The withdrawal was a big blow to the Jews, because they would be isolated from the town, which would mean their slow starving to death. After a few meetings with Dr Grinbergas, I called on the ghetto Arbeitsamt and happened to find Goecke there. Through the same Dr R. as an interpreter, I demanded a reply to the question whether the Jews would really be taken away, as I had to know, due to the orders from the army and so on. Thinking it over for a while, Goecke answered that in a couple of days he would himself come to the factory to familiarise himself with the work and the place. That was already a major victory, as the very question of recalling the Jews from the factory had become debatable.
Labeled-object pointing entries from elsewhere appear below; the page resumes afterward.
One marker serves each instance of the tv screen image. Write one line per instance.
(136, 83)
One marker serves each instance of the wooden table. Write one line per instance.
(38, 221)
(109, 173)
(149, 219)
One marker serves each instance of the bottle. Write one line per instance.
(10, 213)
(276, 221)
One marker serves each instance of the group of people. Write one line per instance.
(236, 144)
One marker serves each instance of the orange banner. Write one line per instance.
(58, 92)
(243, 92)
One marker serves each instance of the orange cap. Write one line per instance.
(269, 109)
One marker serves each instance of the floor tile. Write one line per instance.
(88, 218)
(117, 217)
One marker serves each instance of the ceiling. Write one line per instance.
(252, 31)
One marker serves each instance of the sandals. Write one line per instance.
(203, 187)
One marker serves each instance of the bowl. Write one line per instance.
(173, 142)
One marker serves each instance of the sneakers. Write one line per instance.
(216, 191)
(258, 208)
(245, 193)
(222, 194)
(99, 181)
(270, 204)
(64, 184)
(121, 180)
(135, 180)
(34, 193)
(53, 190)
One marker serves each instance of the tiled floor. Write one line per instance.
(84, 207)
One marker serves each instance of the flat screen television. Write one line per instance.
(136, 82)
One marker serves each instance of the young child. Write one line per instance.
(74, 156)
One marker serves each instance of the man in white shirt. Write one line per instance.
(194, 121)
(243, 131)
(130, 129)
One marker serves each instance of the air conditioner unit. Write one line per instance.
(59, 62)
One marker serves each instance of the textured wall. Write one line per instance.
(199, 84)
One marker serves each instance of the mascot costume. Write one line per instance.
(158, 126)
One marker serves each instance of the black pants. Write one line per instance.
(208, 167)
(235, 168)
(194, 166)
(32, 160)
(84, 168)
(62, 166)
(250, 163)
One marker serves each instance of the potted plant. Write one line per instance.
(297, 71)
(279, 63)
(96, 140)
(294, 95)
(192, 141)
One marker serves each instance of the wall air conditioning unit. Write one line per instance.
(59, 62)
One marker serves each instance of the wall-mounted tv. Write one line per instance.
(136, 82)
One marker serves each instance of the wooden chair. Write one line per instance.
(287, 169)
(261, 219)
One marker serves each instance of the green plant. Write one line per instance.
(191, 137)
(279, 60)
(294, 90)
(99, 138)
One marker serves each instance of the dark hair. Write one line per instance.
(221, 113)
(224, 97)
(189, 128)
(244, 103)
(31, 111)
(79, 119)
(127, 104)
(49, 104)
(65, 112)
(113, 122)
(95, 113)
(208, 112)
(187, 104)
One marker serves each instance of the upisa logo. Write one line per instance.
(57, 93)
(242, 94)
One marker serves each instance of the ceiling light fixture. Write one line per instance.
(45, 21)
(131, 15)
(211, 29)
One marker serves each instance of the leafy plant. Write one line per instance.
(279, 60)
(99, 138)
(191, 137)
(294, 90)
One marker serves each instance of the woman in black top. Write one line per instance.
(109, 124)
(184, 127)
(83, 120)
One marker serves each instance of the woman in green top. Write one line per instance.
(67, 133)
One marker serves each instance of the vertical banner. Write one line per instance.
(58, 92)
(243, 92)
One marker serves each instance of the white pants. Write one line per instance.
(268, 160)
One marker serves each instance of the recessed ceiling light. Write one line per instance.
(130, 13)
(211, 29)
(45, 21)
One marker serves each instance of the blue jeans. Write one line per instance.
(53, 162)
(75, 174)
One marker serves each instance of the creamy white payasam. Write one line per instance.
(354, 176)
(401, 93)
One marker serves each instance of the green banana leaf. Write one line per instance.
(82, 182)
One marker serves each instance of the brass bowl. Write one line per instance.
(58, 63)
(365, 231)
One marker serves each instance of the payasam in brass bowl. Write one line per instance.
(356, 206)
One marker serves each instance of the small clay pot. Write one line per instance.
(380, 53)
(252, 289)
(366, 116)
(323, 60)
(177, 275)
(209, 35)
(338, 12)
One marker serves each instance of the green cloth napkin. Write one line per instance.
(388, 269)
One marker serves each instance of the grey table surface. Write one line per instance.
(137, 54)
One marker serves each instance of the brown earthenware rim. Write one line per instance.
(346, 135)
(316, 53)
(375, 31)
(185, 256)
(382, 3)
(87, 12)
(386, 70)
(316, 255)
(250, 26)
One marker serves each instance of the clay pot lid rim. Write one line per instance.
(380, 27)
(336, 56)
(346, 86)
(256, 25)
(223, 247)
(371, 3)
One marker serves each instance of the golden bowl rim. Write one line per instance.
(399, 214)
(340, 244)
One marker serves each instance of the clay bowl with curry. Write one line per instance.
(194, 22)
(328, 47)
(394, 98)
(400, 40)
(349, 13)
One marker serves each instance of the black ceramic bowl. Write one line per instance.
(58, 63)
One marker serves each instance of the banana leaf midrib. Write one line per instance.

On the date set, I sent the Lithuanian workers home early, telling them to tidy up their work areas accordingly, to change things slightly, and so on, in a word, to get ready to welcome the guest. At the agreed time, a car drove into the factory yard, from which Goecke and his adjutant got out. After spending a good hour on the site and familiarising himself with the work quite thoroughly, Goecke must have gained a good impression of our "village Potemkin", as we later called it, and put to me a totally unexpected question on leaving: "How many labourers do you need now?" Grasping the point, I replied: "I need about 100 people for a full team." I had not expected it at all, and began to modify the answer by saying that the total labour capacity could not be fully utilised at the beginning, that I could develop labour only gradually, and so on. Then he changed his decision in my favour, so that I had the right to get up to 100 people on terms and conditions set by me. That exceeded all my expectations. The victory was complete. In fact, the Jews were only recalled elsewhere, with the exception of a few places, probably a total of about ten in the whole city, instead of the previous couple of hundred.